Frozen grapes are a great, nutritious snack for kids. Put Red Flame or other seedless grapes on a tray in the freezer. When frozen, put them in a resealable plastic bag and return then to the freezer. Then kids can have sweet, frozen snacks anytime.
Prepare a fresh fruit salad by mixing your choice of fruit cut into cubes or balls. Chill the mixture in the refrigerator as the juices blend. No dressing is required. My favorite fruit salad combination is grapes, cantaloupe, watermelon, pineapple, and strawberries.
For a simple but delicious dip for fruit mix equal amounts of whipped topping, marshmallow fluff, and fruit-flavored yogurt. Lime, lemon, orange, and strawberry yogurt taste great with fresh fruit.
Stuffed Pineapple Boats
This is a fun tropical recipe for special guests or a backyard luau.
2 small to medium pineapples
1 teaspoon freshly grated ginger or 1/3 teaspoon Watkins Ground Ginger
12 to 16 ounces roasted chicken breast meat, cut into 1/2-inch cubes
2 tablespoons cider vinegar
1 teaspoon Watkins Orange Extract
1 tablespoon almond or walnut oil
1 cup diced celery
Salt to taste
2 tablespoons sliced, toasted almonds
2 tablespoons shredded coconut
1 teaspoon minced jalapeño pepper
- First hollow each pineapple. Cut pineapples in half lengthwise through crown and leaves. Remove the inner core by making a V cut underneath it, then lifting it out. With a short, sharp knife, cut all around the inside of the fruit leaving a 1/2 inch thick rim all around. Lift out the fruit inside the cavity and cut into 1/2-inch cubes or ball shapes. The attached leaves add to the decoration.
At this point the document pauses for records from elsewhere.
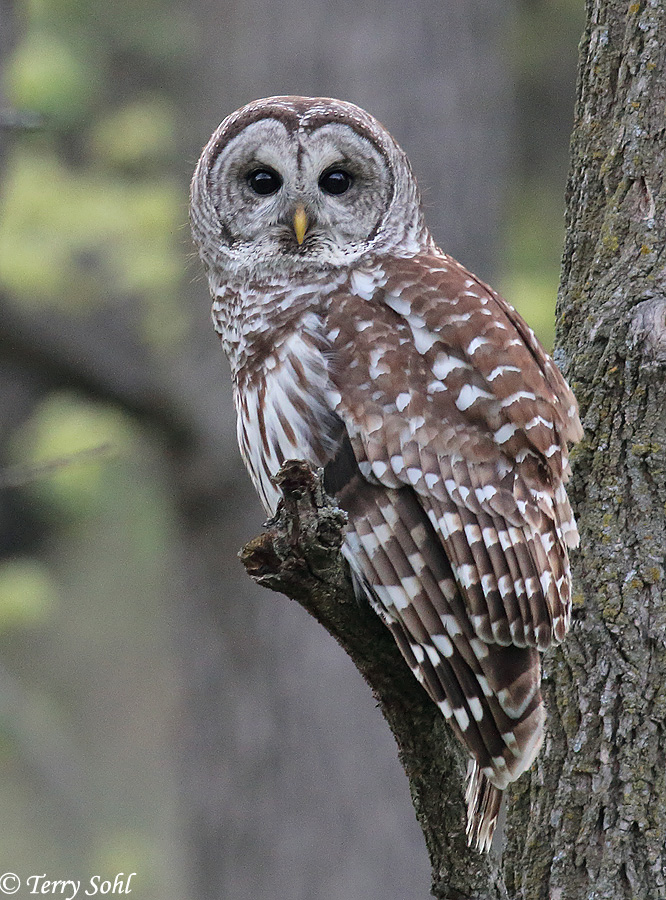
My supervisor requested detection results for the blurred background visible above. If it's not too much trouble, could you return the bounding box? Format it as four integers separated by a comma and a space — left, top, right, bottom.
0, 0, 583, 900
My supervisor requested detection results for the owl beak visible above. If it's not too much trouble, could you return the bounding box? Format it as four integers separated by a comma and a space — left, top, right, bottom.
293, 206, 308, 247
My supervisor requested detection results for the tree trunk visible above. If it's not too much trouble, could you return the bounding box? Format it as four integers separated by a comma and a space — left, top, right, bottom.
505, 0, 666, 900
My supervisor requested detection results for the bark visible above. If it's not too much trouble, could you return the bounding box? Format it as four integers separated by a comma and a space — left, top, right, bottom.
506, 0, 666, 900
241, 460, 506, 900
244, 0, 666, 900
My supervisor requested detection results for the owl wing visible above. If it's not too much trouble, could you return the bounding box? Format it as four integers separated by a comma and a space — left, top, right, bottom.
327, 255, 580, 842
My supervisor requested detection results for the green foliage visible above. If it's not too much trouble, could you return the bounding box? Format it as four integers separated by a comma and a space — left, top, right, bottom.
11, 394, 132, 522
7, 31, 99, 128
0, 0, 191, 353
0, 557, 57, 632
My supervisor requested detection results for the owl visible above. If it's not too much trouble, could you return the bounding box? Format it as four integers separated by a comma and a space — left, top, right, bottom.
191, 97, 582, 851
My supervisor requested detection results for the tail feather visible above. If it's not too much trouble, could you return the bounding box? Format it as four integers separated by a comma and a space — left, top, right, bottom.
465, 760, 503, 853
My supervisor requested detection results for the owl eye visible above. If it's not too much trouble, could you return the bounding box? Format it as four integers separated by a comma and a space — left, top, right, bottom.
247, 169, 282, 197
319, 169, 354, 196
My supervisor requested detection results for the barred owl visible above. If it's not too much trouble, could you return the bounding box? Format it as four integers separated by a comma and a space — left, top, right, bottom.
191, 97, 581, 850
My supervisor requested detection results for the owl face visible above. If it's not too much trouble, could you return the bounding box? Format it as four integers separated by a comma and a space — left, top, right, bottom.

To keep the boat from rocking, it may be necessary to cut a thin slice from the bottom of each half.
- You should have about 6 cups of cut up pineapple. Save any juice for the dressing as you work. Squeeze out juice from any bits of extra pineapple to extract more juice. You should have about 1/4 cup juice.
- If serving immediately combine pineapple with chicken, celery, almonds, and jalapeño in a mixing bowl. Combine ginger, vinegar, orange extract, oil, salt, and reserved pineapple juice in a separate bowl. Pour over salad mixture and mix well.
- Put boats on large plates. Stuff each with 1/4 of the salad mixture and sprinkle with coconut. Serve immediately. Makes 4 servings.
If you are entertaining a group of guests choose a large pineapple for a serving dish, add salad mixture to pineapple halves, and let guests serve themselves.
To prepare this dish in advance, mix all ingredients except chicken. Stir in the chicken just before serving. The acids and enzymes in the pineapple turn the meat to mush after a few hours. Turkey or pork tenderloin may be used in place of chicken in this recipe.